The one-way pipe
Here is how most teams think about distribution. You build a feature. You ship it. Someone writes a blog post, sends an email, publishes a tweet. Traffic arrives, some of it converts, and you note the results in a spreadsheet that nobody looks at again. Then you build the next feature. The process repeats.
This model treats distribution as downstream of product. Product makes decisions about what to build. Distribution takes whatever product built and tries to generate attention for it. The arrow only points in one direction. Product informs distribution. Distribution does not inform product.
This is wrong, and the cost of getting it wrong is significant. Teams operating a one-way pipe make product decisions based on intuition, customer interviews, support ticket volume, and competitive analysis. These are all useful inputs. But they are all forms of stated preference — what people say they want, what they complain about, what competitors seem to prioritize. Stated preferences are noisy. They are biased by recency, by who speaks loudest, by what questions you happen to ask.
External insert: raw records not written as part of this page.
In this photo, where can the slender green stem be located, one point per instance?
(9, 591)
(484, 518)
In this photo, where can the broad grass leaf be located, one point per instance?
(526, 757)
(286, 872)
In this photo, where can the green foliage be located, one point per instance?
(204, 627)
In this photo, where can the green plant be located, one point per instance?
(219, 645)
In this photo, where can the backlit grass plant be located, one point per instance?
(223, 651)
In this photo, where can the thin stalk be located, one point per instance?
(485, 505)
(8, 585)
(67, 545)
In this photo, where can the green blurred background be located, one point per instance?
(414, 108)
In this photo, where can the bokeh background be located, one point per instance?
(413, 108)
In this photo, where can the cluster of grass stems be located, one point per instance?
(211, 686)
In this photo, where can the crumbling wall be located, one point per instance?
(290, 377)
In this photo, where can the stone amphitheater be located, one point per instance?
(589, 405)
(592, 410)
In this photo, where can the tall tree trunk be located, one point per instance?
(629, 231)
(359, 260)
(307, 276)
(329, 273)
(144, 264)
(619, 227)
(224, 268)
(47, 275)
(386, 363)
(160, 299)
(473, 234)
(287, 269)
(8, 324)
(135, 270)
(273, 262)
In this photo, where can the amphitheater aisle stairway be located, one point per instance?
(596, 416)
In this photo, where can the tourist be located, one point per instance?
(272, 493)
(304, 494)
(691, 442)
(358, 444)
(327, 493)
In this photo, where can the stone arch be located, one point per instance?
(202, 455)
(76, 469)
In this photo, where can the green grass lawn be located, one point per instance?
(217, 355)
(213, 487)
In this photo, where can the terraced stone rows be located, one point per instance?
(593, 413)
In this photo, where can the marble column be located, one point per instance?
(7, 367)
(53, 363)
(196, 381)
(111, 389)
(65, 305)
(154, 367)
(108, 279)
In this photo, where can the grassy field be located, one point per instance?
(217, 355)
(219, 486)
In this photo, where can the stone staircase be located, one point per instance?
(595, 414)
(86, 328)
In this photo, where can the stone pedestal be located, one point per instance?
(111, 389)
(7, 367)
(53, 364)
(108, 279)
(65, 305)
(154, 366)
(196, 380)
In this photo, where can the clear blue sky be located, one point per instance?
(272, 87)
There is a better signal hiding in plain sight. Your distribution system, if it captures the right data, is running a continuous experiment on what your market actually values. Not what they say in interviews. What they do when you show them proof.
What proof-level attribution reveals
Most attribution is too coarse to be useful for product decisions. "Social media drove 30% of signups this quarter" tells you something about channel allocation. It tells you nothing about what to build.
Proof-level attribution is different. When you can trace a specific outcome — a signup, a demo request, a purchase — back to a specific proof (a particular claim, expressed in a particular way, shown to a particular segment), you learn something much more valuable than which channel works.
You learn which features your market cares about enough to act on.
Consider a concrete example. You ship three features in a month: a new integration, a performance improvement, and a collaboration tool. Your distribution system generates proofs for each one and distributes them across channels. A month later, the attribution data shows that proofs about the performance improvement converted at dramatically higher rates than proofs about the integration or the collaboration tool.
Campaign-level attribution would tell you: "The September campaign performed well." Proof-level attribution tells you: "Your market values performance more than features. The segment that responded most strongly to the latency benchmark was mid-market engineering teams evaluating alternatives to their current vendor. The framing that converted was the raw benchmark with methodology, not the narrative about engineering effort."